Blackledge, T. A. 1998. Stabilimentum variation and foraging success in Argiope aurantia and Argiope trifasciata (Araneae: Araneidae). Journal of Zoology 246: 21-27.

Blackledge, T. A., and J. W. Wenzel. 1999. Do stabilimenta in orb webs attract prey or defend spiders? Behavioral Ecology 10 (4): 372-376.

Fitch, H. S. 1963. Spiders of the University of Kansas Natural History Reservation and Rockefeller Experimental Tract. University of Kansas Museum of Natural History, Lawrence. 202 pages.

Gorham, J. R. and T. B. Rheney. 1968. Envenomation by the spiders Chiracanthium inclusum and Agriope aurantia. JAMA 206 (9): 1958-1962.

Kaston, B. J. 1981. Spiders of Connecticut. State Geological and Natural History Survey of Connecticut, Department of Environmental Protection Bulletin 70: 1020 pages.

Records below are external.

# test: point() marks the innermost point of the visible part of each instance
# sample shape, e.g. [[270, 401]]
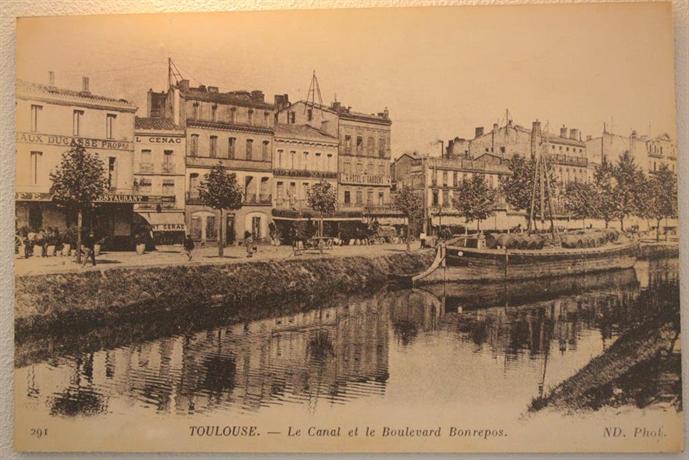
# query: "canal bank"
[[83, 300]]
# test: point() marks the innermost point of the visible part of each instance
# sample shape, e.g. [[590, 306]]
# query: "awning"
[[165, 221]]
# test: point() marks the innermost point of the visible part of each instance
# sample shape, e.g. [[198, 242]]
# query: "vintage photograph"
[[431, 229]]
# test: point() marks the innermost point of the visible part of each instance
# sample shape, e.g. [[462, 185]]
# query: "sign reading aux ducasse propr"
[[66, 141]]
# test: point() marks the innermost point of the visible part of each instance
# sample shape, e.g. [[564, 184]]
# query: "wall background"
[[13, 8]]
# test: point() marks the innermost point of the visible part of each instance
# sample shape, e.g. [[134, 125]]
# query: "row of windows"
[[231, 116], [35, 169], [77, 117], [214, 151], [305, 161], [369, 147]]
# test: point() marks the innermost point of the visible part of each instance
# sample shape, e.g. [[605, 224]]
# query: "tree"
[[605, 192], [518, 186], [580, 200], [475, 200], [321, 197], [77, 182], [410, 204], [629, 180], [658, 198], [220, 191]]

Levi, H. W. 1968. The spider genera Gea and Argiope in America (Araneae: Araneidae). Bulletin of the Museum of Comparative Zoology 136 (9): 319-352.

Lockley, T. C., and O. P. Young. 1993. Survivability of overwintering Argiopeaurantia (Araneidae) egg cases, with an annotated list of associated arthropods. Journal of Arachnology 21: 50-54.

Nyffeler, M., D. A. Dean, and W. L. Sterling. 1987. Feeding ecology of the orb-weaving spider Argiope aurantia (Araneae: Araneidae) in a cotton agroecosystem. Entomophaga 32 (4): 367-375.

Reed, C. F., P. N. Witt, and M. B. Scarboro. 1969. The orb web during the life of Argiope aurantia (Lucas). Developmental Psychobiology 2 (2): 120-129.